Pour justifier sa sortie, Pierre Gattaz a utilisé l’argument classique d’un montant trop élevé qui empêcherait certains chômeurs d’être embauchés, notamment chez les jeunes. «Le niveau élevé du Smic est une marche d’escalier à franchir en France»pour trouver du travail, a souligné le patron des patrons, lors de son point de presse mensuel.
Selon lui, une solution consisterait à «avoir temporairement un système permettant la première année» pour «un jeune ou quelqu’un qui ne trouve pas de travail, de rentrer dans l’entreprise de façon transitoire avec un salaire adapté, qui ne serait pas forcément le salaire du Smic», a-t-il dit.
Ce système, a-t-il fait valoir, «permettrait de mettre le pied à l’étrier». «Il vaut mieux quelqu’un qui travaille dans l’entreprise avec un salaire un peu moins élevé que le Smic, de façon temporaire et transitoire, plutôt que de le laisser au chômage», a-t-il estimé. «Avec un niveau de chômage à 11%, cela fait partie des pistes à explorer», a ajouté Pierre Gattaz, qui souhaite en débattre «avec le gouvernement et les partenaires sociaux».
Comme on lui rappelait les précédentes tentatives avortées pour instituer un Smic jeunes, Pierre Gattaz a affirmé qu’aujourd’hui «nous sommes au bord du précipice»et qu’il faut «sortir de la doctrine et du dogme» pour créer des emplois.

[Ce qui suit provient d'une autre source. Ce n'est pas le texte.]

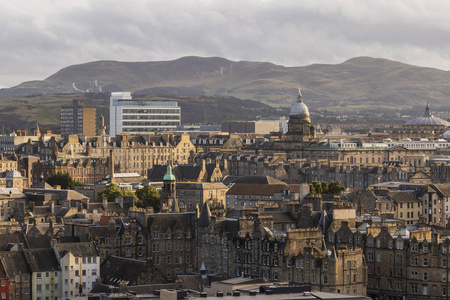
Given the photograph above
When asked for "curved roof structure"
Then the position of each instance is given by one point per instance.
(446, 135)
(169, 175)
(13, 174)
(428, 120)
(299, 108)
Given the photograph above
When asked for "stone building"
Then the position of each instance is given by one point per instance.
(299, 256)
(299, 124)
(249, 191)
(124, 237)
(427, 126)
(172, 243)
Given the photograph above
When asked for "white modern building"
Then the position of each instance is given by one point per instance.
(141, 116)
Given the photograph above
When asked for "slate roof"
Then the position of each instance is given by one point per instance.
(14, 238)
(157, 173)
(14, 263)
(116, 269)
(403, 196)
(188, 172)
(257, 179)
(82, 249)
(41, 260)
(162, 222)
(444, 189)
(35, 242)
(256, 189)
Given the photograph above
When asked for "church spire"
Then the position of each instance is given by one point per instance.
(428, 111)
(300, 96)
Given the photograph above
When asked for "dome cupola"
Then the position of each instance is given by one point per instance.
(299, 108)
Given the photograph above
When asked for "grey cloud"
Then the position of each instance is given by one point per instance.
(40, 37)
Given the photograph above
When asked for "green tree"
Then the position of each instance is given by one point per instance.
(111, 192)
(63, 179)
(148, 197)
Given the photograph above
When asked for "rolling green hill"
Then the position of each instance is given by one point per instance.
(24, 112)
(361, 82)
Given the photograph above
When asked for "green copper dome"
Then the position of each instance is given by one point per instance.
(169, 175)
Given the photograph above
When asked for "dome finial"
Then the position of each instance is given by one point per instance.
(428, 111)
(300, 97)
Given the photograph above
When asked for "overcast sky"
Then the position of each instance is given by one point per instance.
(39, 37)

Le président du Medef s’est dit en accord avec Pascal Lamy, ex-directeur général de l’Organisation mondiale du commerce (OMC) qui a plaidé il y a deux semaines pour plus de “flexibilité” sur le marché du travail, avec notamment des «petits boulots»payés en dessous du Smic. Cette logique évoque les mini-jobs allemands, l’un des contrats rendus possibles par les réformes du marché du travail menées lors du mandat de l’ex-chancelier social-démocrate Gerhard Schröder. Et souvent citées en exemple par la droite française, mais aussi par une partie de la gauche.
Sans aller jusqu’à plaider pour un sous-Smic, le livre publié récemment par trois économistes qui ont conseillé François Hollande à un moment ou à un autre nourrit les débats contre le salaire minimum français. Dans Changer de modèle, Philippe Aghion, Gilbert Cette et Elie Cohen plaident pour de nombreuses réformes«structurelles» (plus de flexibilité, de concurrence, etc.), et critiquent le niveau élevé du Smic français («préjudiciable à l’emploi et la compétitivité») ainsi que son uniformité.
Ils souhaitent une «réforme ambitieuse du Smic [qui] ne doit exclure a priori aucun aspect : révision de fond de la règle de revalorisation automatique, régionalisation, différenciation selon l’âge….» Ils ouvrent ainsi la voie (théorique) à des Smic différenciés à Limoges, Vesoul ou Paris et selon l’âge du salarié.